4月からリサイクル法によって更にゴミを分別しなければならなくなった。我が家では種類別にしたゴミ袋が台所を占拠している。そのゴミ袋をよけながら食事の支度をする。まったくゴミ袋様様である。

ゴミ減らし運動も本格的になってきて、生ゴミを家庭でも処理しよう動きが活発。酵素で分解して土にする機械やミミズに食べさせてゴミを分解させる容器がバカスカ売れているという。

ところがそういう官民一体の活動が効を奏し、ゴミが少なくなってきたのはいいが、困ったのは清掃局である。なんと燃やすためのゴミが予想を大きく上回って足りないのだ。折角の最新鋭のゴミ焼却炉が稼動しないまま休止する事態が続々と起こってしまっている。燃やすゴミが少ないかえってダイオキシンが発生しやすく、かといって外部の治自体からゴミを受けいるれるというのも住民感情が絡み好ましくない。

更に困るのは、例えば東京都の場合はゴミ焼却で発電してそれを東京電力に販売している。
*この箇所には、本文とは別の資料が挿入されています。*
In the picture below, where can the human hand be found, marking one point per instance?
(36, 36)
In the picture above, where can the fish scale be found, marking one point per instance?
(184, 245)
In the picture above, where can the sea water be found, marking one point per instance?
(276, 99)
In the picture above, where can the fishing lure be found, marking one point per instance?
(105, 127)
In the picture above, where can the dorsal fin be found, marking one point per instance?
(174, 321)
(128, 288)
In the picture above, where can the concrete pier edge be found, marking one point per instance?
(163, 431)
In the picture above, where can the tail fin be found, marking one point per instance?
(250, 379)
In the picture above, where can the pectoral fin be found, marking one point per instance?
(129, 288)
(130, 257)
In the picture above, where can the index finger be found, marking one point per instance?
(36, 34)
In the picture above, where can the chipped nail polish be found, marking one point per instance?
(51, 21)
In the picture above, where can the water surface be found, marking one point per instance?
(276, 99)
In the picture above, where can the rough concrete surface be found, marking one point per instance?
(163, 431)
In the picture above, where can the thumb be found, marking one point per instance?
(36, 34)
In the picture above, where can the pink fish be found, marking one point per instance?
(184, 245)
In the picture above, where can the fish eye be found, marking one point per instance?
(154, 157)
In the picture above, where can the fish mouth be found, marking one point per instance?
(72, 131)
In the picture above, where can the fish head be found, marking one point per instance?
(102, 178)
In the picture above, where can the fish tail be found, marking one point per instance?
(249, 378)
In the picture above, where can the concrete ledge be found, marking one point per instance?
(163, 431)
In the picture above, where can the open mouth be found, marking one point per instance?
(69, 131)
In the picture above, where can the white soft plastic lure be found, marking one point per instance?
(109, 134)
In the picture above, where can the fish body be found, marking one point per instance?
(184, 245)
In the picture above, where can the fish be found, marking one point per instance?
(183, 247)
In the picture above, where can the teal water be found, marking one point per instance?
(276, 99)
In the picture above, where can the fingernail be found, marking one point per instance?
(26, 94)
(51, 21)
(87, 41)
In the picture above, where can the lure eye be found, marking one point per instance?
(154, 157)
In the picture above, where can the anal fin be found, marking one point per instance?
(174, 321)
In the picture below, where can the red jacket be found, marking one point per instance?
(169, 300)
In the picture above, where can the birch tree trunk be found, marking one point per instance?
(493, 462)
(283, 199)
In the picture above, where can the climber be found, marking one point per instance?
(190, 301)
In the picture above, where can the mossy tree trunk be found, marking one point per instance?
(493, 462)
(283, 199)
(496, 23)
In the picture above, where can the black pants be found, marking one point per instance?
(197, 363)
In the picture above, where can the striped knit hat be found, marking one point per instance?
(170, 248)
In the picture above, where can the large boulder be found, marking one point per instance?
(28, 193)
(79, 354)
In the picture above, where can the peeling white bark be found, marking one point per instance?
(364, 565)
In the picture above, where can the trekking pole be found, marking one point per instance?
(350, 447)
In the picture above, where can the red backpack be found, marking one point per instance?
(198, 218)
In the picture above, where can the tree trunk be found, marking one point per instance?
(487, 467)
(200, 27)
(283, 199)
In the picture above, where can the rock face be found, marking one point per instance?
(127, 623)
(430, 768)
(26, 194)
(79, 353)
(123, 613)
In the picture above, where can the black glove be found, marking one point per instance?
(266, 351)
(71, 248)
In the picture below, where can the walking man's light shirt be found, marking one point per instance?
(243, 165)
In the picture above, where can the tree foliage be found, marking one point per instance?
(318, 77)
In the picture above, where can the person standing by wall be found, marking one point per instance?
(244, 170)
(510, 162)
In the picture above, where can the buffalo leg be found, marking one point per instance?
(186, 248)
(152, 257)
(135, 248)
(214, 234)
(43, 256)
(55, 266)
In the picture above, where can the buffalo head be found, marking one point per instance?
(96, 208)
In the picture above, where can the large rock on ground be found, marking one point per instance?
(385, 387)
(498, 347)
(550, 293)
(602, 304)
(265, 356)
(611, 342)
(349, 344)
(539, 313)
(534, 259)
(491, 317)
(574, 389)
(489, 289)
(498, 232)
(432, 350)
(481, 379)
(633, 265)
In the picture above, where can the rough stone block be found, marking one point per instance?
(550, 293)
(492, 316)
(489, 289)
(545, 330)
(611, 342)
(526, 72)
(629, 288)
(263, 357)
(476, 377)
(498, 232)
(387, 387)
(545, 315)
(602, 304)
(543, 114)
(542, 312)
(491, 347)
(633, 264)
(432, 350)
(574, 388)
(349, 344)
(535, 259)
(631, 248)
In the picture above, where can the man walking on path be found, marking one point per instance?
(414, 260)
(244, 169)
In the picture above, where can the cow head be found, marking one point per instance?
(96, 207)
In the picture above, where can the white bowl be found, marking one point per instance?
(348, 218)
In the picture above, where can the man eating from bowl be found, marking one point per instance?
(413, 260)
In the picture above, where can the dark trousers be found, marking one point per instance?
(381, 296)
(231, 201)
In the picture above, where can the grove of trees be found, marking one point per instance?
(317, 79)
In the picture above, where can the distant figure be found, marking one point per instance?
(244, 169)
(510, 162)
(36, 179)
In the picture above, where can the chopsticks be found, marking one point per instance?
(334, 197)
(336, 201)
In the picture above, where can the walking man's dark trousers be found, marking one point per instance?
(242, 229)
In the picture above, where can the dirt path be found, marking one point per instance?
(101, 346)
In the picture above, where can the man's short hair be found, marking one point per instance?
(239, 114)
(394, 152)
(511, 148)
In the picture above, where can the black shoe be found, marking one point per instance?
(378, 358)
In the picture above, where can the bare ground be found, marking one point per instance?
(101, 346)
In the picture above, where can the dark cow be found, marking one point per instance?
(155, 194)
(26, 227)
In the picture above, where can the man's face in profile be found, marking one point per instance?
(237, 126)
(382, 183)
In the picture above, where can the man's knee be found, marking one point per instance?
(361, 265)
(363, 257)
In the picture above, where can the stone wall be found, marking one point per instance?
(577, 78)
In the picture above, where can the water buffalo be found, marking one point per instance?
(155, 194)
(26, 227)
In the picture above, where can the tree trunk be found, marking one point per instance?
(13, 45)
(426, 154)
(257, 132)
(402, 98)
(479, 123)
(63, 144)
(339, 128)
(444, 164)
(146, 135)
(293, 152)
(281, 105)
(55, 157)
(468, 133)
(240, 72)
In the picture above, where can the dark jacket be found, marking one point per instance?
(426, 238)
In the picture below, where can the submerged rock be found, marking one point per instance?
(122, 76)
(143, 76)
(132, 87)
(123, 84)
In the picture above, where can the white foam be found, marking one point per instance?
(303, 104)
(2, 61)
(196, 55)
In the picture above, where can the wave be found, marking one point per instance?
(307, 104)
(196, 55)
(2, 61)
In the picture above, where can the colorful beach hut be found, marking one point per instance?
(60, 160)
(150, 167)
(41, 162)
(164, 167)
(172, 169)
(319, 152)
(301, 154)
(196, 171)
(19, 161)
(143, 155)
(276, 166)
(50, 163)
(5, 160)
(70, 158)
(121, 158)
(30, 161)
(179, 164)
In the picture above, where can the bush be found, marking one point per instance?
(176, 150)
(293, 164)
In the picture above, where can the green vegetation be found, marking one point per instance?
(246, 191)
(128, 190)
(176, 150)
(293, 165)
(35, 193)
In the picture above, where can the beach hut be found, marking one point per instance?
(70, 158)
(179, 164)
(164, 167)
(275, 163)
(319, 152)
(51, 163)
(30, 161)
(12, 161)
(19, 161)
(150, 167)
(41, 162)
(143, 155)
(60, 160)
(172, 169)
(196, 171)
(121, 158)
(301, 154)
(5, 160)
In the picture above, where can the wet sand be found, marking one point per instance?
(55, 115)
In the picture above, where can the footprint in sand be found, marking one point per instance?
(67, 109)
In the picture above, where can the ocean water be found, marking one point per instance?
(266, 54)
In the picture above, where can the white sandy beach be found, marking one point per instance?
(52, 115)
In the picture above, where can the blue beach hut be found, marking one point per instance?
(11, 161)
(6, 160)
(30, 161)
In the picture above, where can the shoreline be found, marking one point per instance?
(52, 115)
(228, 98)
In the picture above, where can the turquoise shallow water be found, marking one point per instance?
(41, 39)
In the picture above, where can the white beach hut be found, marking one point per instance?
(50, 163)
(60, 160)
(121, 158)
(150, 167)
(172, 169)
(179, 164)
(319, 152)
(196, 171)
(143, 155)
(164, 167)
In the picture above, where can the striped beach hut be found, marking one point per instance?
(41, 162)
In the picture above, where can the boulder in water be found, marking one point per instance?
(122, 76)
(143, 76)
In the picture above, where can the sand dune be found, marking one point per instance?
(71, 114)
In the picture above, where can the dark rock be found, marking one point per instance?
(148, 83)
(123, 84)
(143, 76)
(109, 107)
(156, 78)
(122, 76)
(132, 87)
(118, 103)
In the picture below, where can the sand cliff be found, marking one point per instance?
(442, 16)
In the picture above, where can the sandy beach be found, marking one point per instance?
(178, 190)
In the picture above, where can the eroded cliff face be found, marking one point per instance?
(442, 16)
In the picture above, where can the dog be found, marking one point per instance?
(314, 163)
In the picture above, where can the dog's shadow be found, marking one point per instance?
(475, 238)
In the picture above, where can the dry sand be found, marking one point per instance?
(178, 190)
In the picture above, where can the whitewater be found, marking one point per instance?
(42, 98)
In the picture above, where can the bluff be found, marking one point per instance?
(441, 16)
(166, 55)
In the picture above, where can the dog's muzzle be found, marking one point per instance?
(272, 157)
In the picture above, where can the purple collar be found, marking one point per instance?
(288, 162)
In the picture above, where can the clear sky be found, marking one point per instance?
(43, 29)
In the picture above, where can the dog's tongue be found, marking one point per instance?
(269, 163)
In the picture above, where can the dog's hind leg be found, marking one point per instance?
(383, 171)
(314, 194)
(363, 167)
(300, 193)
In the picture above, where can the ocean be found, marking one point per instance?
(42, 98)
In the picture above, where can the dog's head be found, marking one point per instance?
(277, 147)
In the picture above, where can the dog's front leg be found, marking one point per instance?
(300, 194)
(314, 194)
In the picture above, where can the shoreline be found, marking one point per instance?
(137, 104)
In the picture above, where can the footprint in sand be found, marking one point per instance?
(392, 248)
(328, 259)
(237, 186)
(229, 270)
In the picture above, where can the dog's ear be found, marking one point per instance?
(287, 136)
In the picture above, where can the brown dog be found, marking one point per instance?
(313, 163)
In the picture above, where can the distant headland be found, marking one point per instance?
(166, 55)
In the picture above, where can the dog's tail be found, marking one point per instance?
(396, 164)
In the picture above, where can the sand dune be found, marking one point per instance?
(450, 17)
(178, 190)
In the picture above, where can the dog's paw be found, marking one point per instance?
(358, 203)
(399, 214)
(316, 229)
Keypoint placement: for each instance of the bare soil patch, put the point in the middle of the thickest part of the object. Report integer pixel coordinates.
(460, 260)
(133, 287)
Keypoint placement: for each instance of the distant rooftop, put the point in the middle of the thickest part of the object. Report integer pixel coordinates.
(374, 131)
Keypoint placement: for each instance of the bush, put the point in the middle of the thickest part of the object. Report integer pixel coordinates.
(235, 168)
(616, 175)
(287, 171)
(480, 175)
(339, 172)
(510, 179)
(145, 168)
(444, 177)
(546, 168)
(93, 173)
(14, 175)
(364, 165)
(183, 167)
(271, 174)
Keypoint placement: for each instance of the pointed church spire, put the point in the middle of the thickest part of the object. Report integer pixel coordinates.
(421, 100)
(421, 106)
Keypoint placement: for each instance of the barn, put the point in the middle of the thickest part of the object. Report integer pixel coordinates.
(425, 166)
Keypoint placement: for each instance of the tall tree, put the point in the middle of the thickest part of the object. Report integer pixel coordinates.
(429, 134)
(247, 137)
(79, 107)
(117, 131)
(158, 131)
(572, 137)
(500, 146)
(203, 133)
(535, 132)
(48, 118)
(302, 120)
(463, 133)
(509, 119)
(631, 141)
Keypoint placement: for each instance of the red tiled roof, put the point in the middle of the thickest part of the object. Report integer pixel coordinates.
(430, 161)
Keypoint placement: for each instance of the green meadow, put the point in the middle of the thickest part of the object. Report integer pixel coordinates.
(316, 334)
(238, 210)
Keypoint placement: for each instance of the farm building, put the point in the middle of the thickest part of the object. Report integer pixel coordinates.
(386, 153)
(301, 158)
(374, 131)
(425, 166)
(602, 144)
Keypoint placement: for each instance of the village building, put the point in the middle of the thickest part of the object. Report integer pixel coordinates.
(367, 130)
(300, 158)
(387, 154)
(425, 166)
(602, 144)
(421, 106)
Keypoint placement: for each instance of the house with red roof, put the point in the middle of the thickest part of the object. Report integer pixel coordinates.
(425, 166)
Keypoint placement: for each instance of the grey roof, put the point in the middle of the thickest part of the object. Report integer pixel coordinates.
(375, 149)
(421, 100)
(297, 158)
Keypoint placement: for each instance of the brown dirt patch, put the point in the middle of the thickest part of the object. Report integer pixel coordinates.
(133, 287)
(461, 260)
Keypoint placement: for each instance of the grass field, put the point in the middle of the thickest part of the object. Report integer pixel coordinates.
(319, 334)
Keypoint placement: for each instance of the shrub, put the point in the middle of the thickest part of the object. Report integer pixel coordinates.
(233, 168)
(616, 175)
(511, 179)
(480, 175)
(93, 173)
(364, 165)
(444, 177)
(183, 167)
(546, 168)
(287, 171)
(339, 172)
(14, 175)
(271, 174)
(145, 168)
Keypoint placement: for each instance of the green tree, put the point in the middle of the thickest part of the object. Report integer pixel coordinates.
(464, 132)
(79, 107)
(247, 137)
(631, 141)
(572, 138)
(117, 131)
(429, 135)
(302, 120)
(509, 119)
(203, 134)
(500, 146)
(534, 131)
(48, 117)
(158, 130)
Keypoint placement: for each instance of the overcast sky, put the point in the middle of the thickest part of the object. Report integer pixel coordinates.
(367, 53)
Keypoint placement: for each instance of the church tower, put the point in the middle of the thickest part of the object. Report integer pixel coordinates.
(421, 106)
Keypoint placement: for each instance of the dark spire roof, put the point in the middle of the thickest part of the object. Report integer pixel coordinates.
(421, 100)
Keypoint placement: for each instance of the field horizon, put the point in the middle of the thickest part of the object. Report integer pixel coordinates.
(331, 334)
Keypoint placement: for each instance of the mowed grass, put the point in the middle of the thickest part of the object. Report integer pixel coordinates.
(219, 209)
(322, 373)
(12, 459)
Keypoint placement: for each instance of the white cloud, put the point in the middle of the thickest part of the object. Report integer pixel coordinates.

その収入は貴重な財源なのだ。思うように焼却計画が進まず発電量が減って深刻な事態となっているらしい。少しでもそれを解消しようと高い値段で売れる昼間に焼却炉を稼動するなど、涙ぐましい努力をしている。

そもそも、大量に生じたゴミを大量に焼却するという発想が間違っている。自然の営みの中で焼却という作業は存在しない。たまに落雷で木が燃える程度。自然界は焼却を歓迎していないのだ。埋め立てに使うのは焼却よりはまし。自然界でも不要物は海に流れ出て堆積するからだ。

大地からもらったものは大地に返す。世の中のゴミが右肩上がりで増えるとはもう考えられない。大焼却炉主義の焼却路線はもう脱却して、ごみの発生を抑制する社会をめざすべき。